Niños oncológicos

Si tienes problemas te aconsejo algo que te puede parecer masoca pero, vete a un hospital. Y no precisamente para ponerte en manos de un especialista con el fin de remediar tu ‘enfermedad’, sino para ser tú el remedio de la enfermedad de otros. Ya verás como así se te quitan eso a lo que llamas problemas.

Antes de todo, no pretendo mirar con desprecio tus posibles y existentes problemas familiares, sociales o laborales, de mayor o menor calado, ni llamarte mentiroso o exagerado. Ya sabemos que los problemas no acaban nunca y van en aumento conforme uno va creciendo. A lo que me refiero es que un día, un solo día de tu vida, vayas a un hospital aunque sea para pasearte por los pasillos. Entonces, solo entonces, caerás en la cuenta de que eres un afortunado.

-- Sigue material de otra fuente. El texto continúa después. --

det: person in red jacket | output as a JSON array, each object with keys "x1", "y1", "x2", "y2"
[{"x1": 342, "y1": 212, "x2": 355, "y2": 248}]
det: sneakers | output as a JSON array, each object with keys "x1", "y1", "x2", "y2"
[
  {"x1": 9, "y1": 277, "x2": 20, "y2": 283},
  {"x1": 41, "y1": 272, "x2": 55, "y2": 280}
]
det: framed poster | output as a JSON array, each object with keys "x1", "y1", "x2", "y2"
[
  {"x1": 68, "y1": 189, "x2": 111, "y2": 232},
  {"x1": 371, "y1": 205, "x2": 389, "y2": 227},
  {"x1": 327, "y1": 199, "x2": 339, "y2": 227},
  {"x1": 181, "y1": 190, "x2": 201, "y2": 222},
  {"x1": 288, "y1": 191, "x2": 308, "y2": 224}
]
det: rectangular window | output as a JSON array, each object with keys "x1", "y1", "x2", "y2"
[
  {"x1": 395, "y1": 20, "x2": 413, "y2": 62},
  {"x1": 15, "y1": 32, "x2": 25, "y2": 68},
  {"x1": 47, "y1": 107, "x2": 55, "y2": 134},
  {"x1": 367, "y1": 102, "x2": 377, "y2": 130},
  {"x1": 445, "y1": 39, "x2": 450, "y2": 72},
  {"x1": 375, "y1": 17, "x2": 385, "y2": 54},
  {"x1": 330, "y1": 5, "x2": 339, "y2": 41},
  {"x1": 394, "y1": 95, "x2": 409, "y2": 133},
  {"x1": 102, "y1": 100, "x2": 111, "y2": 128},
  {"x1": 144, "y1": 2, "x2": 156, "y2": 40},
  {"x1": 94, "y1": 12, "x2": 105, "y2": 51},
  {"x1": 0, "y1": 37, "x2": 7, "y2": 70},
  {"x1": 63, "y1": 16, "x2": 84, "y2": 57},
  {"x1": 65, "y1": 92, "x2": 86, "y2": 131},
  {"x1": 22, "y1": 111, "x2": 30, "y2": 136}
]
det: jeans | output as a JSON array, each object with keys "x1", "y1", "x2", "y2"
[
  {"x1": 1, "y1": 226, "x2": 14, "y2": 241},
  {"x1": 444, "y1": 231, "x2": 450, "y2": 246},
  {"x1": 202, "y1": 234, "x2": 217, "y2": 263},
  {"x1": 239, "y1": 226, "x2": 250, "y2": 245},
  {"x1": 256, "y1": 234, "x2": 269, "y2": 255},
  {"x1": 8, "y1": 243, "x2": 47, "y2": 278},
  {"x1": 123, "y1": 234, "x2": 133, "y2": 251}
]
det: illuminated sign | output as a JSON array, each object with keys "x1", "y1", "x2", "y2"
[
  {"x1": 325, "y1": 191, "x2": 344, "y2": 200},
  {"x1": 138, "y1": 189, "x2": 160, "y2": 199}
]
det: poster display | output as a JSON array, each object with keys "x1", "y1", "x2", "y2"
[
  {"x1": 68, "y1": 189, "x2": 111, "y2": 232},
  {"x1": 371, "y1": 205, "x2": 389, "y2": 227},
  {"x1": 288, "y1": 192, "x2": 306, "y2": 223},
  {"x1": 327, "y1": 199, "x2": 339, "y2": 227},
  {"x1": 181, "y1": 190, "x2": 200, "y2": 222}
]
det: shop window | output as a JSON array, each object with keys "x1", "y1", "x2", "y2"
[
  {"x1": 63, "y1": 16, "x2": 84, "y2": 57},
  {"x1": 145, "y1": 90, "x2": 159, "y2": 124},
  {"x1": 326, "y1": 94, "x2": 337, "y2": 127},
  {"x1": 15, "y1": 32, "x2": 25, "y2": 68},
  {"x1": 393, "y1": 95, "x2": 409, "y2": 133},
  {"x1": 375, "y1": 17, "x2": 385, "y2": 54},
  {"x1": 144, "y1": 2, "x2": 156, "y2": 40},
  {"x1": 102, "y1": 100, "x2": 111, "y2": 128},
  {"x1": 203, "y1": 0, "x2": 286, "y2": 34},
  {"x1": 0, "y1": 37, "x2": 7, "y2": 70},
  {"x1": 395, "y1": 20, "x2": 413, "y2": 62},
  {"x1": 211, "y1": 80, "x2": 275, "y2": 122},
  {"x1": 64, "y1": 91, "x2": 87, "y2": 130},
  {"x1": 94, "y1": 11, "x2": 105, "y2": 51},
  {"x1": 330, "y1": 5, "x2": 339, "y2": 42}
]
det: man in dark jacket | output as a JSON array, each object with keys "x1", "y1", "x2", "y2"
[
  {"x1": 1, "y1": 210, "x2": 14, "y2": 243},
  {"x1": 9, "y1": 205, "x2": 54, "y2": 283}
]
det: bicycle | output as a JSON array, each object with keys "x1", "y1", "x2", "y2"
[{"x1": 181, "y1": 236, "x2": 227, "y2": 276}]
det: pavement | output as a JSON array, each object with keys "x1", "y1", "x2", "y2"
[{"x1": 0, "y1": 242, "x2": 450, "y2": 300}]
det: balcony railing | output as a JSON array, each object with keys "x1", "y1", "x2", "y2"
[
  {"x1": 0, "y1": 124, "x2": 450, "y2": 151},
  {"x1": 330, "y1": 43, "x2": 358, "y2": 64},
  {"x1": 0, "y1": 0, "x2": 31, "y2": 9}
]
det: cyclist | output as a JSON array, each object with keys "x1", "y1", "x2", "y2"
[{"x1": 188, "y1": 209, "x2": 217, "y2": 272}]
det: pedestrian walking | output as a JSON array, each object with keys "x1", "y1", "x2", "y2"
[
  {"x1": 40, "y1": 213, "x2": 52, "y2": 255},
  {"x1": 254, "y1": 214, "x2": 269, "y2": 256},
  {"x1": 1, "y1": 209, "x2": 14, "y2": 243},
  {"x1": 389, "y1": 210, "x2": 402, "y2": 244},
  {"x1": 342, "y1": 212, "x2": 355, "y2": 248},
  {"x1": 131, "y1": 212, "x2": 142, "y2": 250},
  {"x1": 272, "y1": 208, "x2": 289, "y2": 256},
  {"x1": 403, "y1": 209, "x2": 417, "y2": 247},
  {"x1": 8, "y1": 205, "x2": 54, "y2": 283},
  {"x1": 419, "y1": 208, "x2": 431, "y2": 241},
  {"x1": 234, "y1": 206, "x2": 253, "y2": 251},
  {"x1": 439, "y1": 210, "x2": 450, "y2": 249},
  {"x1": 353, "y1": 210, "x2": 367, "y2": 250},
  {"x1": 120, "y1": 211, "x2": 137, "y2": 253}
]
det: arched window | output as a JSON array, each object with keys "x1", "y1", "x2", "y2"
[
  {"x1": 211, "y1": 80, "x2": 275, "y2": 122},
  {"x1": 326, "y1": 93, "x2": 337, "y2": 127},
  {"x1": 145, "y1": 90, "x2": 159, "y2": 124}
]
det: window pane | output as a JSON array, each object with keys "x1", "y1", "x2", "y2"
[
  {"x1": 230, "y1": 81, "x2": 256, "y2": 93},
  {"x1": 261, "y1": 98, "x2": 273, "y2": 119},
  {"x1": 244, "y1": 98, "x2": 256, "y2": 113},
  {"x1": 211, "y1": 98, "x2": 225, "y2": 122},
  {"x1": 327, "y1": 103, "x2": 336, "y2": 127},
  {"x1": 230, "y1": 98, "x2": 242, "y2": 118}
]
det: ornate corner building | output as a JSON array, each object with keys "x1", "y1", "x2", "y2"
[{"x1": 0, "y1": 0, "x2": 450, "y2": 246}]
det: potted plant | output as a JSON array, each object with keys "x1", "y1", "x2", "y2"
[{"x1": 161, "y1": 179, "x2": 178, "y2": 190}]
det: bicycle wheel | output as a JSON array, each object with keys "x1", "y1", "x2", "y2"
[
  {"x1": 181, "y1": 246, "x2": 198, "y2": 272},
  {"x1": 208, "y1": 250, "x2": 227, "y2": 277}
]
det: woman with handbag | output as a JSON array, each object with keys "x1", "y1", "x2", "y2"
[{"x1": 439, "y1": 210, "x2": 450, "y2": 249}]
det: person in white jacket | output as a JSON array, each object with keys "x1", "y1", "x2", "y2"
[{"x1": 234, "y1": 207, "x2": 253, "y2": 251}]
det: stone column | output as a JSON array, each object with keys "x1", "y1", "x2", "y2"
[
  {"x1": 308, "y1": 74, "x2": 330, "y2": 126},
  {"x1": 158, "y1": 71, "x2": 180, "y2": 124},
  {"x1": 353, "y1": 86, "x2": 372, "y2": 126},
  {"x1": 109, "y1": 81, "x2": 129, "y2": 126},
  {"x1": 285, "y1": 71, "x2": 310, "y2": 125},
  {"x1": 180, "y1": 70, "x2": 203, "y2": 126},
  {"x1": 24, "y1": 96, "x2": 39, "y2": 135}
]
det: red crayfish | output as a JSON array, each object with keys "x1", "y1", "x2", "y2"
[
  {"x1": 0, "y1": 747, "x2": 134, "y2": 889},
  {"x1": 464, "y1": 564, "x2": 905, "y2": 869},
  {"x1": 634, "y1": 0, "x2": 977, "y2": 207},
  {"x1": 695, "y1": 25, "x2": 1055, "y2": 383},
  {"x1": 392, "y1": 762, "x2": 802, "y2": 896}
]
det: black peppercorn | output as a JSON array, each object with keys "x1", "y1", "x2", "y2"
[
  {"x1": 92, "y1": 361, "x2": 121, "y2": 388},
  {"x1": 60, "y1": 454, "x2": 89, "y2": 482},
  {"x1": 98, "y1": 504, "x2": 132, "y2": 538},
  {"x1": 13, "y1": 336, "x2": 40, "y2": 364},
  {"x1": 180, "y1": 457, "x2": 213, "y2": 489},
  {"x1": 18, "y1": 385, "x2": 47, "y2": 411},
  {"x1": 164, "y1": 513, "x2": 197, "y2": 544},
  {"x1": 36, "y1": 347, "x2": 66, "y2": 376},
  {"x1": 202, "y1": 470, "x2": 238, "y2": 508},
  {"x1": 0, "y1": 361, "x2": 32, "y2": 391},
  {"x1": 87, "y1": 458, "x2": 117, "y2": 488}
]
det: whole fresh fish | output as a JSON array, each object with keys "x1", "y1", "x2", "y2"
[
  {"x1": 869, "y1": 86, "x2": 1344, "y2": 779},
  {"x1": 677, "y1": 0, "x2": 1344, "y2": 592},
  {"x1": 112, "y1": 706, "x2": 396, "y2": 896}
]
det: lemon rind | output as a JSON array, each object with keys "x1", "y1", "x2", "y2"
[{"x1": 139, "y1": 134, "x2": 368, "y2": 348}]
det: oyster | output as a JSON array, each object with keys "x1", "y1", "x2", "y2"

Menuda suerte tener salud. Realmente podemos hablar en términos de calidad de vida. Ese ‘estar sanos’ es una parte importante de nosotros, sin embargo, tampoco hay que obsesionarse, como las típicas mujeres que van día sí y día también a visitar al médico, ni eliminar por completo de nuestro vocabulario este término. Pues bien, el otro día solo tenía palabras de agradecimiento. Fui al Hospital Virgen del Rocío, de Sevilla, y salí transformada. Por trabajo suelo visitar muchos centros de salud pero lo que viví me dejó sin palabras. Había una rueda de prensa en el hospital infantil para inaugurar el curso escolar y algunos niños fueron a saludar a los políticos que iban a pasar un rato con ellos.

Bueno, sinceramente, más que a pasar un rato con ellos, lo que hicieron fue lo que hacen todos los políticos, sonreír para la fotografía. Un cúmulo de flashes, de periodistas, de personal sanitario y de familiares colapsaban la sala. Ninguno quería perderse la oportunidad de salir en los periódicos al día siguiente. ¿Y los niños? Pues ahí estaban, como si no pasara nada a su alrededor, jugando con sus muñecos y pintando. Para ellos hubiera sido un día normal y corriente si no llega a ser por esta visita premeditada.

A veces nos creemos que los niños, como son de corta edad, son tontos. Pero nada más lejos que pensar eso porque los críos se dan cuenta de todo, incluso de que sus visitantes los estaban utilizando como objetos fotográficos y de puro interés periodístico. Confieso que al principio, era una de las ciegas que solo buscaba la noticia o la mejor fotografía para ilustrarla. Pero, de repente, al ver los ojos de uno de los niños que me estaba mirando m quedé pensativa.

Ese niño estaba triste, pero era una tristeza provocada por el ambiente que le rodeaba, más que por su enfermedad (en este caso, oncológica). Y ya es fuerte decir esto pero se sentía utilizado. Fue entonces cuando dejé a un lado la cámara fotográfica y el bloc de notas para ponerme en cuclillas a jugar con él y con sus amigos de mesa. Pasé olímpicamente de los políticos, de mis compañeros de profesión, de la rueda de prensa y me decidí a ser feliz en ese mismo instante haciéndoles felices a ellos.

Vi con claridad cual era mi papel: arrancarles la sonrisa a esos niños oncológicos. Si en algo me caracterizan las personas que me conocen es que soy muy feliz y que siempre estoy sonriendo. Pues tengo que confesaros que ahí me costó más que nunca sonreír porque me daban mucha pena estos pequeños. Pero sabía que estaba en mi mano unirme a su tristeza o, por el contrario, colmarla de alegría. Y opté por lo segundo. Fue uno de los mejores días de mi vida, un acontecimiento que me marcó y que siempre recordaré.